In base a quanto detto, quali gruppi di persone sono in tenda con B?
- F e G
- E ed F
- H e L
-D ed E
-N e I
Chi invece è in tenda con I?
-F e G
- H e B
- A e D
- C e M
-G e C
Kassandra roteò gli occhi al cielo. «Se posso commentare, N è davvero un rompipalle.» Iniziò a segnare tutte le informazioni. Incrociò i nomi e le possibilità. Non seppe dire quanto tempo stava trascorrendo, ma le sembravano ore infinite. La tensione la stava mangiando viva. «H ed L, alla prima. Di conseguenza F e G alla seconda, giusto?»
Sfinge sorrise compiaciuta. «Esatto. Ora gira il foglio. C'è un ultimo esercizio simile.»
Kassandra sbuffò impaziente. «Quanto tempo è trascorso?!»
«Quaranta minuti, Kassandra.»
Non aveva idea se fosse un buon risultato o meno, ma doveva cercare di non lasciare che l'ansia del tempo le appannasse la mente. Era solo l'ultima prova e poi avrebbe corso a perdifiato.
Girò il foglio e riprese a leggere.
Marco: "Giorgio suona il sassofono meglio di tutti, è lui il campione del nostro gruppo" Giorgio: "Alessandro suona il sassofono meglio di tutti, è lui il campione del nostro
gruppo"
Alessandro: "lo non suono il sassofono meglio di tutti, non sono io il campione delgruppo"
Matteo: "lo non suono il sassofono meglio di tutti, non sono io il campione del gruppo"
Se solo una di queste affermazioni è vera, chi è il campione nel suonare il sassofono?
A Non è possibile stabilirlo
B Matteo
C Alessandro
D Giorgio
E Marco
Kassandra si accucciò su un masso. Le faceva male la testa e per un momento la vista le si appannò. Si chiese come stesse andando a Mars e a che punto fosse Achille. La consapevolezza di doversela sbrigare da sola, senza l'aiuto di nessuno, in quell'istante la paralizzò. Avrebbe voluto poter tenere la mano di Mars intrecciata alla sua, per sentirsi ancora una volta incoraggiata dalla sua presenza. Sospirò piano e tamburellò le dita sul ginocchio.
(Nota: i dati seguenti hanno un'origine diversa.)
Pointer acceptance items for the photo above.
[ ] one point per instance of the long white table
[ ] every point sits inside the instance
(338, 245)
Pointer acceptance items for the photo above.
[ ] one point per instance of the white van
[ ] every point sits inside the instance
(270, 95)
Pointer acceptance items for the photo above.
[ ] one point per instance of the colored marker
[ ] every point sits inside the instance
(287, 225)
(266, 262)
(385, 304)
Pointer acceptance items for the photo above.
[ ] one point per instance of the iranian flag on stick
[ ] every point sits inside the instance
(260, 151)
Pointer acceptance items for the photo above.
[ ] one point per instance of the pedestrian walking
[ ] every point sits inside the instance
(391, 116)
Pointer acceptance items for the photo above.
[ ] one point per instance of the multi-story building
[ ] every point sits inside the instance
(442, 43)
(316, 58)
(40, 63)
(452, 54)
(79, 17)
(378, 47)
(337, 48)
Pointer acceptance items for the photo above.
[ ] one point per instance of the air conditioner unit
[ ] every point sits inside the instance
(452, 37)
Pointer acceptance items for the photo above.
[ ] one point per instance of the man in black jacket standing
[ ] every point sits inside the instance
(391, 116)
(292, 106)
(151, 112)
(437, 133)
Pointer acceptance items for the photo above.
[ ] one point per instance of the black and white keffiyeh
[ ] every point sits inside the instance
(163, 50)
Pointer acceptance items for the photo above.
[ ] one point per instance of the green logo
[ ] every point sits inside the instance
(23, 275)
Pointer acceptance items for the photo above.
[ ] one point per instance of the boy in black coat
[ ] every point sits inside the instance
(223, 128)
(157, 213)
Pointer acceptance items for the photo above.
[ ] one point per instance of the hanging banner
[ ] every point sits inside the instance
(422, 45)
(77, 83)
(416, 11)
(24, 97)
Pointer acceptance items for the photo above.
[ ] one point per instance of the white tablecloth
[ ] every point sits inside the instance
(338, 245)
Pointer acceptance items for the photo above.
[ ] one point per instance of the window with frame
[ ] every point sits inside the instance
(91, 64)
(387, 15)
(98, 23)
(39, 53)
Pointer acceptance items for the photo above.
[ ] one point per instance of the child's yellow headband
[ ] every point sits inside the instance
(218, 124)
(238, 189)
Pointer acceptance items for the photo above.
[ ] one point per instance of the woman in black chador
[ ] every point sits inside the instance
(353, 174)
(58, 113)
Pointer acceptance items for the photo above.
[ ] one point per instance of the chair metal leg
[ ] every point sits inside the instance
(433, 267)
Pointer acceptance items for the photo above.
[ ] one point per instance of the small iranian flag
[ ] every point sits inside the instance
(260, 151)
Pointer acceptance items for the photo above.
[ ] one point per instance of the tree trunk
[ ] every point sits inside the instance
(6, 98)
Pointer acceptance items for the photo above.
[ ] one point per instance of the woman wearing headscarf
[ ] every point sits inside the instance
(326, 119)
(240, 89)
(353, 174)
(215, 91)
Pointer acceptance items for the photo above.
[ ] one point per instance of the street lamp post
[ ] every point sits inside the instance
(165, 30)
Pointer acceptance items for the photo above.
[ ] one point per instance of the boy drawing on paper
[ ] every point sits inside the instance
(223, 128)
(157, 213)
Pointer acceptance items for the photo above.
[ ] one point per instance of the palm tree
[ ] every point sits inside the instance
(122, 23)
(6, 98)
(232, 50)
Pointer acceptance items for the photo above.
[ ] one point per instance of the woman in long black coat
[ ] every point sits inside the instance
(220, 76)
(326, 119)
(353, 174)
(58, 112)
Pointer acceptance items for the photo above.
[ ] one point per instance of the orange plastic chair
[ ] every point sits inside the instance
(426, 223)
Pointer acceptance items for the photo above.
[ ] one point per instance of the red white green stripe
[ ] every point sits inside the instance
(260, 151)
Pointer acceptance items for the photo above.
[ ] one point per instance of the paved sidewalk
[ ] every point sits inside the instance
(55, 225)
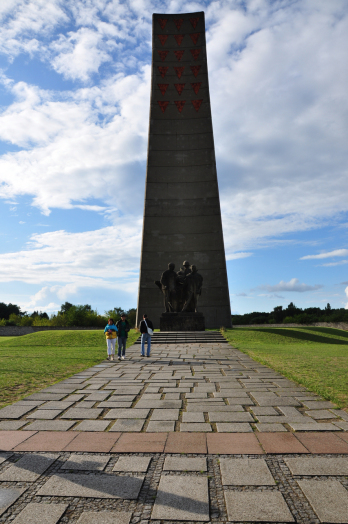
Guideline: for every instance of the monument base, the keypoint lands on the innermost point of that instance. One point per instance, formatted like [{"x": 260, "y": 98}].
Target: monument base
[{"x": 182, "y": 321}]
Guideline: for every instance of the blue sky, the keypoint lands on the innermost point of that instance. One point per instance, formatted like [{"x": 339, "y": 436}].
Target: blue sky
[{"x": 74, "y": 109}]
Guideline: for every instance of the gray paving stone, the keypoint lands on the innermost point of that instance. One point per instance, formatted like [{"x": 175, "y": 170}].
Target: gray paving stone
[
  {"x": 313, "y": 426},
  {"x": 45, "y": 414},
  {"x": 97, "y": 486},
  {"x": 86, "y": 462},
  {"x": 80, "y": 413},
  {"x": 195, "y": 426},
  {"x": 270, "y": 428},
  {"x": 11, "y": 425},
  {"x": 165, "y": 414},
  {"x": 317, "y": 404},
  {"x": 15, "y": 411},
  {"x": 317, "y": 465},
  {"x": 320, "y": 414},
  {"x": 127, "y": 413},
  {"x": 265, "y": 411},
  {"x": 159, "y": 404},
  {"x": 230, "y": 417},
  {"x": 8, "y": 496},
  {"x": 110, "y": 405},
  {"x": 328, "y": 498},
  {"x": 160, "y": 426},
  {"x": 28, "y": 468},
  {"x": 132, "y": 464},
  {"x": 342, "y": 424},
  {"x": 267, "y": 506},
  {"x": 245, "y": 472},
  {"x": 60, "y": 405},
  {"x": 92, "y": 425},
  {"x": 49, "y": 425},
  {"x": 233, "y": 427},
  {"x": 128, "y": 424},
  {"x": 35, "y": 513},
  {"x": 185, "y": 464},
  {"x": 182, "y": 498},
  {"x": 4, "y": 457},
  {"x": 193, "y": 417},
  {"x": 105, "y": 517},
  {"x": 47, "y": 396}
]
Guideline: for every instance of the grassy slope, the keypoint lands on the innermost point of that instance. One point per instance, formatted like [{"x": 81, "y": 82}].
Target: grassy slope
[
  {"x": 35, "y": 361},
  {"x": 314, "y": 357}
]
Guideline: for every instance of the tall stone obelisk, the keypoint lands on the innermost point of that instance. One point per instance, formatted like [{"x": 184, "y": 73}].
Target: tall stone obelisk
[{"x": 182, "y": 217}]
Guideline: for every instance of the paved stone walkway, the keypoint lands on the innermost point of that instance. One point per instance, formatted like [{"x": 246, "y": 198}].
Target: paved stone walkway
[{"x": 195, "y": 433}]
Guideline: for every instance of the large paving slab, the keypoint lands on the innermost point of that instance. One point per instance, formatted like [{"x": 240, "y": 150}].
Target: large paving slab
[
  {"x": 8, "y": 496},
  {"x": 35, "y": 513},
  {"x": 182, "y": 498},
  {"x": 245, "y": 472},
  {"x": 257, "y": 507},
  {"x": 96, "y": 486},
  {"x": 28, "y": 468},
  {"x": 328, "y": 498}
]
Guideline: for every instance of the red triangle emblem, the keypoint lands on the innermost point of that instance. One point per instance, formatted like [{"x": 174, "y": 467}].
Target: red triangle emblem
[
  {"x": 179, "y": 38},
  {"x": 162, "y": 22},
  {"x": 163, "y": 88},
  {"x": 163, "y": 70},
  {"x": 178, "y": 22},
  {"x": 179, "y": 54},
  {"x": 194, "y": 37},
  {"x": 197, "y": 104},
  {"x": 179, "y": 88},
  {"x": 180, "y": 104},
  {"x": 163, "y": 38},
  {"x": 195, "y": 53},
  {"x": 163, "y": 104},
  {"x": 163, "y": 54},
  {"x": 195, "y": 87},
  {"x": 194, "y": 22},
  {"x": 179, "y": 71}
]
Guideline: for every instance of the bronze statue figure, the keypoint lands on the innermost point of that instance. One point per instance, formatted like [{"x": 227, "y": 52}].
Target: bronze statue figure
[{"x": 180, "y": 290}]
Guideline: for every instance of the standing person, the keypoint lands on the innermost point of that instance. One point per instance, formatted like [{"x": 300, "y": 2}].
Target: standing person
[
  {"x": 110, "y": 333},
  {"x": 146, "y": 330},
  {"x": 123, "y": 328}
]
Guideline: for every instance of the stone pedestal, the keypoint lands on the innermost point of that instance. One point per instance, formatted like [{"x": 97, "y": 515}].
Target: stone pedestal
[{"x": 182, "y": 322}]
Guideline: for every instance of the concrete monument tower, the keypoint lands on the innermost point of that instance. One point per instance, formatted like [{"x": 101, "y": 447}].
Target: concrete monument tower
[{"x": 182, "y": 217}]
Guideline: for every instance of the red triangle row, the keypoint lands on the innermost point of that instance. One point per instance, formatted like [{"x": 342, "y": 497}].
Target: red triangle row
[
  {"x": 179, "y": 54},
  {"x": 179, "y": 38},
  {"x": 178, "y": 22},
  {"x": 180, "y": 87},
  {"x": 179, "y": 104},
  {"x": 179, "y": 70}
]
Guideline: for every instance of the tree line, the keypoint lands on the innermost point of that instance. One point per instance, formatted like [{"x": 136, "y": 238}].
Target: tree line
[
  {"x": 293, "y": 315},
  {"x": 69, "y": 315}
]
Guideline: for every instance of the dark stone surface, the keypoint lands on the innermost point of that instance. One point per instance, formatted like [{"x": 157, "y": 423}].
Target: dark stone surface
[
  {"x": 182, "y": 321},
  {"x": 182, "y": 218}
]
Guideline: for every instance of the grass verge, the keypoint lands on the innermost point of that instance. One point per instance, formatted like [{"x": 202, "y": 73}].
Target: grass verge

Uno strano macigno le opprimeva il petto, impedendole di respirare regolarmente. La gola era secca, gli occhi appena lucidi.
Non si era mai sentita così spaesata.
Voleva tornare indietro. Voleva andare a casa. Non ce l'avrebbe fatta. Le parole sul foglio sembravano aver perso senso e significato. Di colpo tutto era confuso.
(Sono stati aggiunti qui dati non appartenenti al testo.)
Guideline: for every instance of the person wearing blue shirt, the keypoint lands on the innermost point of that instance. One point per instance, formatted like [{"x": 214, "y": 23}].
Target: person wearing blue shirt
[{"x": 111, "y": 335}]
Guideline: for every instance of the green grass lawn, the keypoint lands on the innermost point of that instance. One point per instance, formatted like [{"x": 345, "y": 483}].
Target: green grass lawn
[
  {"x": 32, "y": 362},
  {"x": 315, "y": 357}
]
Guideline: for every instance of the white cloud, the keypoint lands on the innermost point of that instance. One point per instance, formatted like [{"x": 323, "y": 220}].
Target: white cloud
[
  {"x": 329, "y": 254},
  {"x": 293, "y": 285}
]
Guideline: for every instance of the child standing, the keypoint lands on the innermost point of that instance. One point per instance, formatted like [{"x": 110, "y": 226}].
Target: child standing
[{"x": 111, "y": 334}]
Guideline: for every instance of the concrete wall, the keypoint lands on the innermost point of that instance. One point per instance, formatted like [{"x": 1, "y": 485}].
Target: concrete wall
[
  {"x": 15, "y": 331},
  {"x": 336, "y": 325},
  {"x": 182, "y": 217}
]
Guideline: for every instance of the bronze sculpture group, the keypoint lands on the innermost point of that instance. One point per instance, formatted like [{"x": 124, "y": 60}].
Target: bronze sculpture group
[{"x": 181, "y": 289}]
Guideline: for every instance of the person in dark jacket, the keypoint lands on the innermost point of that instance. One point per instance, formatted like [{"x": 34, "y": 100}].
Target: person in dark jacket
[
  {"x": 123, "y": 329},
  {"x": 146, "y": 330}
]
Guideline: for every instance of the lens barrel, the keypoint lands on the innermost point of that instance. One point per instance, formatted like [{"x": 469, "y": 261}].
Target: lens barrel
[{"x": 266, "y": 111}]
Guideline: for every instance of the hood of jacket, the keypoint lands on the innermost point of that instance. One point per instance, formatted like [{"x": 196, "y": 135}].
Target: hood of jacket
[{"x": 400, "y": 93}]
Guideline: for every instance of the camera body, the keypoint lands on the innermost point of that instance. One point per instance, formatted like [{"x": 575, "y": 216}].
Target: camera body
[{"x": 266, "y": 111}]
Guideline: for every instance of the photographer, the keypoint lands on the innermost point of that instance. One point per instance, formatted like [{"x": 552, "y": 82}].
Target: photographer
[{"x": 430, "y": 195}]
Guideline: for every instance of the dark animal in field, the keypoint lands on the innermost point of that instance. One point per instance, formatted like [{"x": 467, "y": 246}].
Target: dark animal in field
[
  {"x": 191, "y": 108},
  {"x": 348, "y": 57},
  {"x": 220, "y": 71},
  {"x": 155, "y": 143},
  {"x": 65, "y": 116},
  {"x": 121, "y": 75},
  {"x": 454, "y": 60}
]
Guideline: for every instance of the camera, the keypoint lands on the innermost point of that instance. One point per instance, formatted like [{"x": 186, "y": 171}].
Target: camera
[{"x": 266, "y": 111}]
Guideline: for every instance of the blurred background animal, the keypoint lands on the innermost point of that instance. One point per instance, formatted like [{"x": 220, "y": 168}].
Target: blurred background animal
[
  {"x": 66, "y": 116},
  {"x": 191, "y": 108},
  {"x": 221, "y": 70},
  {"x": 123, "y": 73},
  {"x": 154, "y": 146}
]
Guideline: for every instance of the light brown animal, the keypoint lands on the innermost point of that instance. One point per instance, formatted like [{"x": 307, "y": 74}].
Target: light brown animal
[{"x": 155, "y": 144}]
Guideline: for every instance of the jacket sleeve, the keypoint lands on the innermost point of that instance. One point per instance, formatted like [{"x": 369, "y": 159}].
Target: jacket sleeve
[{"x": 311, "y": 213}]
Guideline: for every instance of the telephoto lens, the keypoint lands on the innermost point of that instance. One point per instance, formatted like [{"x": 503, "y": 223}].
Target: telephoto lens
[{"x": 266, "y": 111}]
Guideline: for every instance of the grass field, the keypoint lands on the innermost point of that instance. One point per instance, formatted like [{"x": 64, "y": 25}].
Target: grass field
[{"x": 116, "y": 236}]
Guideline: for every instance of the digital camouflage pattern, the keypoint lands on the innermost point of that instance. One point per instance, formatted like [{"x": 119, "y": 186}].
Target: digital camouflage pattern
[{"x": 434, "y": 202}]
Alzò lo sguardo su Sfinge, che la osservava impassibile.
Chiuse forte gli occhi e prese grossi respiri. Si asciugò le lacrime e rilesse il testo almeno una decina di volte. Stava perdendo tempo, ma doveva tornare lucida. Prese a ragionare sul quesito, non era così difficile, lo sapeva in fondo.
Si mordicchiò le labbra. «È Matteo. È Matteo, vero?»
Sfinge sorrise e le prese il foglio dalle mani. «Hai superato le prove-»
Kassandra scattò in piedi. Non se lo lasciò ripetere ancora due volte e corse forte verso l'uscita della prova, seguendo il percorso alberato assegnatole.
Le gambe si muovevano veloci, ignorando la stanchezza che le permeava e tartassava la testa.
Quando raggiunse l'uscita, si raggelò sul posto. Achille era già lì e ghignava divertito.
Aveva vinto e adesso avrebbero dovuto giocarsi il tutto e per tutto nell'ultima prova. Quella di Adonis.
🫀🫀🫀
Angolino
Avrei dovuto cambiare i nomi italiani in altre lingue ma mi scocciavo e non sto al top fisicamente e mentalmente, scusate.